The group’s cash PATMI is expected to fall by 35% to 45%.
Real estate group CapitaLand’s FY 2020 performance would be “materially and adversely” impacted, the firm announced in its Q3 2020 trading outlook report.
For FY 2020, the group’s operating profit after tax and minority interests (PATMI) is expected to drop by 20% to 30% from $1.057.2m logged in FY 2019. Meanwhile, cash PATMI—comprising operating PATMI as well as portfolio gains—is expected to diminish to 35% to 45% from $1,492.8m recorded in FY 2019.
CapitaLand will release its FY 2020 financial results on 24 February 2021.
Since 31 December 2020, CapitaLand has been in the process of finalising valuations on its property portfolio as well as impairment assessments of its investments.

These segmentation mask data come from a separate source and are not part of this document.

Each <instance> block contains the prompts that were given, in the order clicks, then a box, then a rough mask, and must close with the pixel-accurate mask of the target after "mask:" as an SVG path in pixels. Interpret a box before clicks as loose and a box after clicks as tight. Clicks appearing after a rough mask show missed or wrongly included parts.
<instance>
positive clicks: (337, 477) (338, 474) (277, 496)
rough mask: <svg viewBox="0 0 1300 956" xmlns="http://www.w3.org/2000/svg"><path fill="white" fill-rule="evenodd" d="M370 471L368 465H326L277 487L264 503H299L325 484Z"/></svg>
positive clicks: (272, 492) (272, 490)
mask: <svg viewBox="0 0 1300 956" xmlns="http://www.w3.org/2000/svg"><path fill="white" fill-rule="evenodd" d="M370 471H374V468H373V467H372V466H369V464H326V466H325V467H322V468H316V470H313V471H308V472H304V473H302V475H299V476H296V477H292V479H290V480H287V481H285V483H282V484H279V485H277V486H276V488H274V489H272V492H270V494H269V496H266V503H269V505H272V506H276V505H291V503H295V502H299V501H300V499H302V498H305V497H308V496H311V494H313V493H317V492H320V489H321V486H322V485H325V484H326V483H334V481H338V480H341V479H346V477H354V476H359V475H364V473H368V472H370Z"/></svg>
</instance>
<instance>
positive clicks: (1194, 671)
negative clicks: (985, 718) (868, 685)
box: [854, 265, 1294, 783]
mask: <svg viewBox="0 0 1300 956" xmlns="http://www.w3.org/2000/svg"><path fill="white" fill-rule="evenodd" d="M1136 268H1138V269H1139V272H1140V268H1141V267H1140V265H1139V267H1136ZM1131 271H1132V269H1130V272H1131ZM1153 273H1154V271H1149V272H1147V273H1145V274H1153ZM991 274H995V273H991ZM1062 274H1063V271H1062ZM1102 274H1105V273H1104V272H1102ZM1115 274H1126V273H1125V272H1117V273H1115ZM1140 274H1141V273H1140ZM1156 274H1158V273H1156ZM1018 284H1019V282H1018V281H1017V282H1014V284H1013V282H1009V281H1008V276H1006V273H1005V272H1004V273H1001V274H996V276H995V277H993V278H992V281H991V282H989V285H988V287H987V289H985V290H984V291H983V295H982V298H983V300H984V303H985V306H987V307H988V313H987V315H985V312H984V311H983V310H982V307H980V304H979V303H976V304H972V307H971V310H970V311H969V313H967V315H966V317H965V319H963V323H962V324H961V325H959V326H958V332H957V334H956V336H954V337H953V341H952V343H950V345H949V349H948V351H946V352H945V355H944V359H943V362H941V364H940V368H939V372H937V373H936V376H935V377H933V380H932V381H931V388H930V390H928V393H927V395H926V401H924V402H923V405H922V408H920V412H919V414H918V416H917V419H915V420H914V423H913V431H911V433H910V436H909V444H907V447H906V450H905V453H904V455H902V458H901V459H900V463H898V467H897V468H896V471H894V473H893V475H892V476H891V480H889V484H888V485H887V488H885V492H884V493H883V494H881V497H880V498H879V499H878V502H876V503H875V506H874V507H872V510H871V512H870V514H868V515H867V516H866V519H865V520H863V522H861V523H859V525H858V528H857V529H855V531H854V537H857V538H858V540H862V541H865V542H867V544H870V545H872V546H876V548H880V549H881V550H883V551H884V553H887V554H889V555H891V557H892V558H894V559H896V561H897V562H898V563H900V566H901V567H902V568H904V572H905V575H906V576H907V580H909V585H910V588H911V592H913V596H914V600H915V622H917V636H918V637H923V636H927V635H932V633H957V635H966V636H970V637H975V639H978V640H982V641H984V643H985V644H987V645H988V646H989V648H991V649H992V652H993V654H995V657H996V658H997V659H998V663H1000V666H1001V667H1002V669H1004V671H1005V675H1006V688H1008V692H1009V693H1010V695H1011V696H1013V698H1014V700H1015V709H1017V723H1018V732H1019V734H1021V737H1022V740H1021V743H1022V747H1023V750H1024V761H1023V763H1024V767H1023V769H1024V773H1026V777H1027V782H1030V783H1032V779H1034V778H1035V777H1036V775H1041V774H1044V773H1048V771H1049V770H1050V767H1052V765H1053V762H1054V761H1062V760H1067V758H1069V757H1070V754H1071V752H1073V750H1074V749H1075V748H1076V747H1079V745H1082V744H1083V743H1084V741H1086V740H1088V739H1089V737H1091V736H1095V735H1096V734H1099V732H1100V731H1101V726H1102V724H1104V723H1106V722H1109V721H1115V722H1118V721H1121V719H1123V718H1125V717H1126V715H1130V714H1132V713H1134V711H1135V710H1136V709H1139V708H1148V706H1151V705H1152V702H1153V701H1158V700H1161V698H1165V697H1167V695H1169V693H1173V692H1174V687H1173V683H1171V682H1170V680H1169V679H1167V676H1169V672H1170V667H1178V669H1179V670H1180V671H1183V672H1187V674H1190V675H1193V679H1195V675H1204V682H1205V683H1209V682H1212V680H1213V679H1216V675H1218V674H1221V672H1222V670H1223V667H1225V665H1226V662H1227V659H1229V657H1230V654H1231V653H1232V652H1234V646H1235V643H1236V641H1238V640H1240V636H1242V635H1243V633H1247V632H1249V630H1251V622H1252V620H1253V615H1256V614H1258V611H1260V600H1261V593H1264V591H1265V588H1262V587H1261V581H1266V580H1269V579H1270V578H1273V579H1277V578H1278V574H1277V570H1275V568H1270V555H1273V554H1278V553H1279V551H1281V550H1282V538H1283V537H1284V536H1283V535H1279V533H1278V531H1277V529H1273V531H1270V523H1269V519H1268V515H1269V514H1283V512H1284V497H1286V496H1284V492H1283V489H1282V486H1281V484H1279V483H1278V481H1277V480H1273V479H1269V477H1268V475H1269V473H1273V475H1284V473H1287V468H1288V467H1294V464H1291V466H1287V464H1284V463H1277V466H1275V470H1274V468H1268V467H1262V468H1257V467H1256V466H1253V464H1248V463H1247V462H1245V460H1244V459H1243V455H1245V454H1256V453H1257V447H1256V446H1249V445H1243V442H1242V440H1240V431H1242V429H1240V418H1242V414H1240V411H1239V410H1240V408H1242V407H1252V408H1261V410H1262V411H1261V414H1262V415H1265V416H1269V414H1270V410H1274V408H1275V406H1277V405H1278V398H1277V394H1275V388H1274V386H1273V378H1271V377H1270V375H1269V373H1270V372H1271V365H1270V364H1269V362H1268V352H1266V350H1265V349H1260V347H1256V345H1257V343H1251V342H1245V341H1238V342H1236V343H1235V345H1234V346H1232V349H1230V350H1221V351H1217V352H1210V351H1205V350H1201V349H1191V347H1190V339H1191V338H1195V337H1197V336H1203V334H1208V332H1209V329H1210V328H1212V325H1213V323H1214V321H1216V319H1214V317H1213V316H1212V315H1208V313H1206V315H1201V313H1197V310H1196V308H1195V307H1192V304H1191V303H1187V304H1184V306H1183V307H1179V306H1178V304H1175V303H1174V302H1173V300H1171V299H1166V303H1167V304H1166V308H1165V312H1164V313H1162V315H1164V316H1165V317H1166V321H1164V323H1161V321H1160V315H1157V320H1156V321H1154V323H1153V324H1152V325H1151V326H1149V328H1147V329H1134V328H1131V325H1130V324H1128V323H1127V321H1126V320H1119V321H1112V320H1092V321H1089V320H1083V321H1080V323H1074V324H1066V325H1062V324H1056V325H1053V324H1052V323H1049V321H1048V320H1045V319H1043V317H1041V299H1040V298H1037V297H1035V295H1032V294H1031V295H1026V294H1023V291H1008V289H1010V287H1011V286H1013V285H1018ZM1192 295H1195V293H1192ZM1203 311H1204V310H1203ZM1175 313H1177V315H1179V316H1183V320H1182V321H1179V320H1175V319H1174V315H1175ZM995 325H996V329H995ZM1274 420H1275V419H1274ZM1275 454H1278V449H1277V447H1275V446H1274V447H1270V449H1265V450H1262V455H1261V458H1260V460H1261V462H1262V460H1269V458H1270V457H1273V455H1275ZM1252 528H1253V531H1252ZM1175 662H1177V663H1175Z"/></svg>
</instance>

“Based on indicative values, the company expects to recognise fair value losses on a portion of the group’s portfolio of properties, as well as impairments on certain residential projects and equity investments,” a statement read. “The company’s share of fair value losses is expected to be in the range of $1.55b to $1.65b as compared to a gain of $674.8m in FY 2019.” The fair value loss represented about 4.7% of CapitaLand’s investment properties portfolio value.
The report also said the company expects to see higher impairment losses in FY 2020, from $800m to $900m, as compared to the $31.6m loss achieved in FY 2019. “The fair value and impairment losses are non-cash in nature, and principally stemmed from the extraordinary events relating to the COVID-19 pandemic that materially affected the CapitaLand group’s business during FY 2020,” it added.